I do think there can be a lot of good in unfollowing people and opting out of social media as much as you can. I also advocate for this thing I call being “the eternal toddler.” Every time you get an urge to participate in something, some sort of beauty behavior or a negative thought about yourself and your body, just keep asking, “Why?” Say you really want to buy this new moisturizer. Why? Because a celebrity uses it? OK, why is that appealing to you? “Because so-and-so celebrity has the type of face I would like to have.” OK, why? Why do you want that? Once you get to the root of why all these things are influencing your decision, it’s easier to realize, “Oh, that actually wasn’t my longing.”

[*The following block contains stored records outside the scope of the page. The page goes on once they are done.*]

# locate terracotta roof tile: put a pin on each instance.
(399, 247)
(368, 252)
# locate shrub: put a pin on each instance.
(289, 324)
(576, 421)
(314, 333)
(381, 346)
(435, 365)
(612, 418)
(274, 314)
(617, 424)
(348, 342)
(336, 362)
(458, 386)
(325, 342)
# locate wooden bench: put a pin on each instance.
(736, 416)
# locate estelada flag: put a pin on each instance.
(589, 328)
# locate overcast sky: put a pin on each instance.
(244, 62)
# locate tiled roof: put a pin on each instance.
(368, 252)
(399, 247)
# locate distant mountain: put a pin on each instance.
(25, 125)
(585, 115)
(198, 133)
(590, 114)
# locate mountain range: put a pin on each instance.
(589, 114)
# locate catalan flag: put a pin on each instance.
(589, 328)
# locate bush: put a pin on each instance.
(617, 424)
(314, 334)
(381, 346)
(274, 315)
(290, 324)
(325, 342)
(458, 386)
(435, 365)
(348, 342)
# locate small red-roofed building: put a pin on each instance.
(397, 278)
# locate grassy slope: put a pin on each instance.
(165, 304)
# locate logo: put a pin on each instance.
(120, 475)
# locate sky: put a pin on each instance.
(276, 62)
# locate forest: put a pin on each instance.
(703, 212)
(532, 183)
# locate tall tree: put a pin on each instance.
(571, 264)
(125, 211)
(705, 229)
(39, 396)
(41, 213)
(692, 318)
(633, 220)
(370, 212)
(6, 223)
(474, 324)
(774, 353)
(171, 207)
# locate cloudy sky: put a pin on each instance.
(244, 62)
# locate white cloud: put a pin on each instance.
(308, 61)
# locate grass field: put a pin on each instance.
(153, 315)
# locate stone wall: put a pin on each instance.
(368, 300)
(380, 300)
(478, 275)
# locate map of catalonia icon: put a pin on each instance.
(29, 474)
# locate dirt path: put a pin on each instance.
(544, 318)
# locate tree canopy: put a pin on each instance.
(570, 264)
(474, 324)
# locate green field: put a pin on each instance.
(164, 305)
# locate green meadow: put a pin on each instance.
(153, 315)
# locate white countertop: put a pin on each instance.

has a quote in her book, Thick: “‘I like what I like’ is always a capitalist lie.” Nine times out of 10, that thought is not coming from me, my internal truth, my authentic self. It’s a cultural influence that actually has nothing to do with me as a person. Keeping that in mind as a possibility, that what you like isn’t always about you, is huge. And then if you have the time and availability and emotional willingness, dive deeper and just keep asking why, why, why.

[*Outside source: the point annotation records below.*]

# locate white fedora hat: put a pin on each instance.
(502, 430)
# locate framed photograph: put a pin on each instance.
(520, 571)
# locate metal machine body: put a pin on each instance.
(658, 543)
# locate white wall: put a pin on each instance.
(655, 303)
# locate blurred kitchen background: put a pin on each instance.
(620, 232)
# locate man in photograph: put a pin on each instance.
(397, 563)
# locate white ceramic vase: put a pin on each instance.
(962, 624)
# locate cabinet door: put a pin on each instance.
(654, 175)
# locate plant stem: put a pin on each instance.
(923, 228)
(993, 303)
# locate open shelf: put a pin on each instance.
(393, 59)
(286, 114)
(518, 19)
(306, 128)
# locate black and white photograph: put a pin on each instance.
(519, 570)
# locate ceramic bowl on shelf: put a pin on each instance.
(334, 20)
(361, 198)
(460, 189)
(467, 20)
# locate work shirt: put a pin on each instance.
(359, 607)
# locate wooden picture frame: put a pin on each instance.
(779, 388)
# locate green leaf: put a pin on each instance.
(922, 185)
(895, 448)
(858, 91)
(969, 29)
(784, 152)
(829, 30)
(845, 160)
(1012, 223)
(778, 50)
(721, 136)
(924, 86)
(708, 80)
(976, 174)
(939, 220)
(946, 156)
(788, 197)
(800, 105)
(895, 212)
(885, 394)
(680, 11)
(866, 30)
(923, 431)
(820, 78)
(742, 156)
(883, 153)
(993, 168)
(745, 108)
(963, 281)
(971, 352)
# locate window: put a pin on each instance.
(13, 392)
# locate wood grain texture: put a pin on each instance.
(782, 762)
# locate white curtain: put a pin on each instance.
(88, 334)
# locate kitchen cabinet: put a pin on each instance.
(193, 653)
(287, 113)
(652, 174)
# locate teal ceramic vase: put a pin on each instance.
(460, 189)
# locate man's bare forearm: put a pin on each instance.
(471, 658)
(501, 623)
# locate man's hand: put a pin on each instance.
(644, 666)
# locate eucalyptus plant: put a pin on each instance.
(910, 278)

So, thinking about separating self-worth from appearance, how do you personally relate to compliments about your appearance? Say, if someone complimented your skin or your eyebrows.
I think being a person on the internet has helped me divest from compliments as a confidence booster, because it’s usually one of two reactions: People who don’t like the writing will say, 1.) “You can’t talk about beauty culture because you have pretty privilege,” or, 2). “I’m not going to listen to anything about beauty from somebody who looks like you,” suggesting I’m ugly. That has strangely helped me—it’s all fucking perception, it’s not real, what I look like is not part of the value that I bring to the table.
I do try to just respond to compliments with honesty and detail. If somebody compliments my skin I will say, “Thank you, I use absolutely nothing after dermatologists ruined my skin for the majority of my life, and now I don’t do anything to it.” If they compliment my eyebrows—I’ve been getting them microbladed for years because I have trichotillomania so I pick out my own eyebrows as an anxiety thing. So if someone said “Your eyebrows are beautiful,” I’d say, “Thank you, they are completely fake!”
I get a lot of joy and validation when somebody compliments my outfit. I really love fashion. That feels like self-expression to me. It’s not my own body, it’s something I’m putting on momentarily and saying, “This is how I feel right now, this is what I want to project out into the world right now.”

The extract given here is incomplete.